In discussing these concepts, a shorthand will be used. To describe those
correspondences among states frequently referred to as putative homologies, the
lowercase "homology" will be used. To describe those correspondences that
have been tested through congruence on a cladogram (i.e., synapomorphy), the
uppercase "Homology" will be used. The discussion here is mainly concerned
with methods of deriving homology statements, but all of these would then be
tested with other data to determine which homologies are Homologies.
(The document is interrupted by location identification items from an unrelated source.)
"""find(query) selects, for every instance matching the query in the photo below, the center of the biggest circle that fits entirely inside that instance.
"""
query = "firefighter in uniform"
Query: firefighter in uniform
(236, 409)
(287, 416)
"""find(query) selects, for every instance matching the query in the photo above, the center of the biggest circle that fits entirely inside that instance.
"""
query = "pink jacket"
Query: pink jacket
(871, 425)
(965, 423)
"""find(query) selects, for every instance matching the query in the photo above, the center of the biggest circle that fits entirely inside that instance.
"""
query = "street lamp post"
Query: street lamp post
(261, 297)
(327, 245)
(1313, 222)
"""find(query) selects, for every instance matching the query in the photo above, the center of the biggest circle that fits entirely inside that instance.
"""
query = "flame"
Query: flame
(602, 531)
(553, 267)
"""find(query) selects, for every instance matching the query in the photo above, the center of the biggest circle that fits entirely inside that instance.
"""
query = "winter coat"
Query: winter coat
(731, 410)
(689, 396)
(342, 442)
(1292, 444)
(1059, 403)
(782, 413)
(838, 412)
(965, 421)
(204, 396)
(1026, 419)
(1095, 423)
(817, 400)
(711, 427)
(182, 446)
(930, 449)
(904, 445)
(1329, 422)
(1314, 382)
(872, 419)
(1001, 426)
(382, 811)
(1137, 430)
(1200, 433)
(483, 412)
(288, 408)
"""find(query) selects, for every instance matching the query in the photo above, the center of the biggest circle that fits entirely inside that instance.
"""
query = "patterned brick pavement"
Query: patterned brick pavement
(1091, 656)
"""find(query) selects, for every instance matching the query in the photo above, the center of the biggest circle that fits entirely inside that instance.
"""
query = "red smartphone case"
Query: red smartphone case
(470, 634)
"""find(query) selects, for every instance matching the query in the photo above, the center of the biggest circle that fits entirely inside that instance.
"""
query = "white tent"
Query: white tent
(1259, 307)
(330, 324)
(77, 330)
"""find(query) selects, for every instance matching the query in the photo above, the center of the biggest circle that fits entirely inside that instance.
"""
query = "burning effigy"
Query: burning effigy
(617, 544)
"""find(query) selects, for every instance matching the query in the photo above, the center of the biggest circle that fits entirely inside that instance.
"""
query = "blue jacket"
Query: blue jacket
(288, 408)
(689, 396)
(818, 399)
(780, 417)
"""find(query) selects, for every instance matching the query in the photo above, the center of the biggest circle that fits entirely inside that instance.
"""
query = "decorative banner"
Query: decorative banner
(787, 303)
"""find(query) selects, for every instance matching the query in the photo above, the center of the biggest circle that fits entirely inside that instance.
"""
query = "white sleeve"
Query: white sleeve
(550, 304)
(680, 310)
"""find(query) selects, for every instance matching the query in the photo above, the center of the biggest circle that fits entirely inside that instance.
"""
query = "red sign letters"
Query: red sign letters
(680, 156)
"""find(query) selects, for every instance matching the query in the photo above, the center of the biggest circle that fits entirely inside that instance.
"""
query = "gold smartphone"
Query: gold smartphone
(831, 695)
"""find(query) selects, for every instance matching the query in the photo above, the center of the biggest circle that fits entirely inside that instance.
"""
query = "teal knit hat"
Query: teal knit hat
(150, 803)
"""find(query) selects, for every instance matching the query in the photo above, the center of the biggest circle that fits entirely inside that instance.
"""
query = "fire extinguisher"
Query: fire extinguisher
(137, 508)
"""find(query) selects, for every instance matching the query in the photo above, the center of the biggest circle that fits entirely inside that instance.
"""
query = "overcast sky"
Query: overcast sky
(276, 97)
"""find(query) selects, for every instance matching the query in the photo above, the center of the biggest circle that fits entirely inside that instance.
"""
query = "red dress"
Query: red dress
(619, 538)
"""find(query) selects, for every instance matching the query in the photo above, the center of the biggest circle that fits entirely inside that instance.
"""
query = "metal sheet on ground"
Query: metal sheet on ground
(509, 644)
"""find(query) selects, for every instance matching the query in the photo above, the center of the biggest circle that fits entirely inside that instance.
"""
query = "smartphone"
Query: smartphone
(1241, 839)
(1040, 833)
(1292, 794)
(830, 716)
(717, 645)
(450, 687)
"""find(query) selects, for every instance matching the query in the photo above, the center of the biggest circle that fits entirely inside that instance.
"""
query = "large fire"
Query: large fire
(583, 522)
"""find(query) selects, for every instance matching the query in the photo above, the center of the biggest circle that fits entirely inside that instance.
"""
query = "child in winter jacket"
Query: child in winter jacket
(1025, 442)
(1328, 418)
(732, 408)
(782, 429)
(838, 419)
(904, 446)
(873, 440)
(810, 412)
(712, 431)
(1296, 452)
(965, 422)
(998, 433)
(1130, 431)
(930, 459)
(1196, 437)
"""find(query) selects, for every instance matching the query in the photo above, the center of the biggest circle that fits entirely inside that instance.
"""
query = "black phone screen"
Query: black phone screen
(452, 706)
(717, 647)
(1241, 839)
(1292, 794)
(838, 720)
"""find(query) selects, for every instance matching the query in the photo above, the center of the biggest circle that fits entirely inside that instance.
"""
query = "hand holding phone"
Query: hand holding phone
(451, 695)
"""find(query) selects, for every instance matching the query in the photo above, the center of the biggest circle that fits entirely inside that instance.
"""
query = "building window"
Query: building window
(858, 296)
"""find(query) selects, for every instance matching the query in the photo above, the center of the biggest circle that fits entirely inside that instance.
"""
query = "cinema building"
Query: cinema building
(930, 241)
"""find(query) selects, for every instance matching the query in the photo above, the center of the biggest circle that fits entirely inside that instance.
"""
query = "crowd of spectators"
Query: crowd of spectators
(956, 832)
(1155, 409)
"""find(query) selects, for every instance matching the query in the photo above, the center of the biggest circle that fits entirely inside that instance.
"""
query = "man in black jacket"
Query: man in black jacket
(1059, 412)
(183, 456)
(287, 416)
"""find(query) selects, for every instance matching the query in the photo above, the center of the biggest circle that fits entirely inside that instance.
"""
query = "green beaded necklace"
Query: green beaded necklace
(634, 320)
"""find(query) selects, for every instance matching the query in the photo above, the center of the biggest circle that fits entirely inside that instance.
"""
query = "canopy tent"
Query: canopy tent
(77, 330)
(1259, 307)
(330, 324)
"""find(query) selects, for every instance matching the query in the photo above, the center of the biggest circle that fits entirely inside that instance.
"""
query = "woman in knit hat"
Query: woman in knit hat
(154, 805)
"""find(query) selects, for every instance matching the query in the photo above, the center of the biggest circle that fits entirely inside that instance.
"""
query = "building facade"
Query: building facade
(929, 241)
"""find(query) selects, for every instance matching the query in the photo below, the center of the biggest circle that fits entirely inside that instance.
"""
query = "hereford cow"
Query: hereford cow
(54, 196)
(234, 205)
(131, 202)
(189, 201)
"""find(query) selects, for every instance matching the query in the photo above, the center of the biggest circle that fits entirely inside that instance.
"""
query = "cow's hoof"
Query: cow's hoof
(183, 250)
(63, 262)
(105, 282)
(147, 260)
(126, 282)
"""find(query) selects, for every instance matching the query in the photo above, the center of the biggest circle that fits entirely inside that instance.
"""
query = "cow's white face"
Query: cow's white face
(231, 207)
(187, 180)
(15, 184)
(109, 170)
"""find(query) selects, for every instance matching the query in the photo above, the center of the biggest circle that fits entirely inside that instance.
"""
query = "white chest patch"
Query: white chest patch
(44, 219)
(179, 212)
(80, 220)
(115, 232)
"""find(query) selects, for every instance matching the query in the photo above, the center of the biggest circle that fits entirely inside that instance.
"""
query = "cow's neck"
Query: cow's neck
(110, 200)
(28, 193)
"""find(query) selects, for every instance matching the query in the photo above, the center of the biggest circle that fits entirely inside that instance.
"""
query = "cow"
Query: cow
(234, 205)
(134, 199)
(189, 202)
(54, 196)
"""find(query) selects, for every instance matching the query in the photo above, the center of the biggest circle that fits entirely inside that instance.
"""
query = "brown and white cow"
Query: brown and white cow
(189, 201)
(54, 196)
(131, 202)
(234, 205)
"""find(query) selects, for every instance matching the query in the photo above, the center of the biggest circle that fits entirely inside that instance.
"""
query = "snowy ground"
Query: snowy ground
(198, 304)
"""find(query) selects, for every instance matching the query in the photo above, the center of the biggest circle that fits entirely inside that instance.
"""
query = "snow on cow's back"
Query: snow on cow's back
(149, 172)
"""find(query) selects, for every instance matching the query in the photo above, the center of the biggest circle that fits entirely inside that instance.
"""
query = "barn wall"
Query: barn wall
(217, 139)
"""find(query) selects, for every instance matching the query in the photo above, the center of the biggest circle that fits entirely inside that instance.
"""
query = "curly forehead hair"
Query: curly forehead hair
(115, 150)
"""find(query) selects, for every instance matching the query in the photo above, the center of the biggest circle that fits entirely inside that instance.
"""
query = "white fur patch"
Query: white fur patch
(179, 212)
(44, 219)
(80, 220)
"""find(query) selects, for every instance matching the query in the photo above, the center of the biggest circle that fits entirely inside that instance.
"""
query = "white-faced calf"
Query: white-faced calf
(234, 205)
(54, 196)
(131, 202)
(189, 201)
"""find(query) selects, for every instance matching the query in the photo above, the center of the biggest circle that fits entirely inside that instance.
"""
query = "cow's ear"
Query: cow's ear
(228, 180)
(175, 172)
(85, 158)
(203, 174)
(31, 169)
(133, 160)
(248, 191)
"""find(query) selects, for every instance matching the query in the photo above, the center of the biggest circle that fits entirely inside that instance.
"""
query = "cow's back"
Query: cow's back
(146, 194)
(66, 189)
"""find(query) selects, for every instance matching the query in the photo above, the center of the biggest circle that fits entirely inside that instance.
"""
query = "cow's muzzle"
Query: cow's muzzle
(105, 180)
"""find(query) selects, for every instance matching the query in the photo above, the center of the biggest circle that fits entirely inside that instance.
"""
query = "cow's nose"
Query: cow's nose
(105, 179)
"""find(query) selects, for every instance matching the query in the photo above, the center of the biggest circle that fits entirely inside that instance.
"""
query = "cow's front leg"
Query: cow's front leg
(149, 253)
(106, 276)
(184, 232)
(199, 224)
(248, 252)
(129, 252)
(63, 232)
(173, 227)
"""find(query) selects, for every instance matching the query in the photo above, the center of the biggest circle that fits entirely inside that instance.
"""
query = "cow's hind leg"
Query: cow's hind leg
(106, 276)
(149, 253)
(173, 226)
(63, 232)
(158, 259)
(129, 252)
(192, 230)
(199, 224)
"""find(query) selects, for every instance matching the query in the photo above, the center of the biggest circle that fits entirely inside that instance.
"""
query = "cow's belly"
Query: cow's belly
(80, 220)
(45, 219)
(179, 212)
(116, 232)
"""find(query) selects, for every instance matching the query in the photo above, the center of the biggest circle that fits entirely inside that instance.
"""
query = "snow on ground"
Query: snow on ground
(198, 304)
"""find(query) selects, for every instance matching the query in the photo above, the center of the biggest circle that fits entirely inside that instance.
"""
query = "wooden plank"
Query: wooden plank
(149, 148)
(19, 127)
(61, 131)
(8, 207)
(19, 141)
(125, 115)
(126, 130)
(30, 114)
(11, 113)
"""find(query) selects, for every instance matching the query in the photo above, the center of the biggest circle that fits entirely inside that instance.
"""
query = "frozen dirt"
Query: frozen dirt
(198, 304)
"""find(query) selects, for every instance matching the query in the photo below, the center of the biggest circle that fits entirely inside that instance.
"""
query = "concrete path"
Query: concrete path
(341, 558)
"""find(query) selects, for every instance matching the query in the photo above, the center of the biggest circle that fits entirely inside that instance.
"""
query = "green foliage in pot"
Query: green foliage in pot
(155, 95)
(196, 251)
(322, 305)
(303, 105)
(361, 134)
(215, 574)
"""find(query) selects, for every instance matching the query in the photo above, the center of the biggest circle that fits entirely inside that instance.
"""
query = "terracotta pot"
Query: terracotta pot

STATIC VERSUS DYNAMIC HOMOLOGY

The standard precursor to the phylogenetic analysis of DNA sequences is

alignment. This procedure takes the unequal length strings of nucleotide bases
and inserts place-holding gaps ("-") to make the corresponding (homologous)
bases line up into intelligible columns. These columns (characters) comprise the
data used to reconstruct cladograms. However this alignment is created, once
phylogenetic analysis has begun, it will not be revised. That is, the homologies
explicitly defined in the alignment will not be reexamined during the cladogram-
search process.
Consider four sequences: I ~ , II GGG, III GAAG, and IV GAA. An
alignment can be generated to be supplied to standard phylogenetic analysis. In
this case, insertion-deletion events are given a cost of two and base substitutions
one. The most parsimonious (minimum cost) cladogram relating these four taxa
would be that which holds I and III to be sister taxa with an overall length of six
(1 indel and 4 base changes--Fig. 1.) Given this alignment, the two other
phylogenetic scenarios are less favored (7 and 8 steps). There is another
alignment, however, which generates the same minimum length for topology (((I
III) II) IV) yet yields the same length (6 steps) for one of the other two possible
topologies (Fig. 2). Using this alignment, two of the topologies are equally
parsimonious.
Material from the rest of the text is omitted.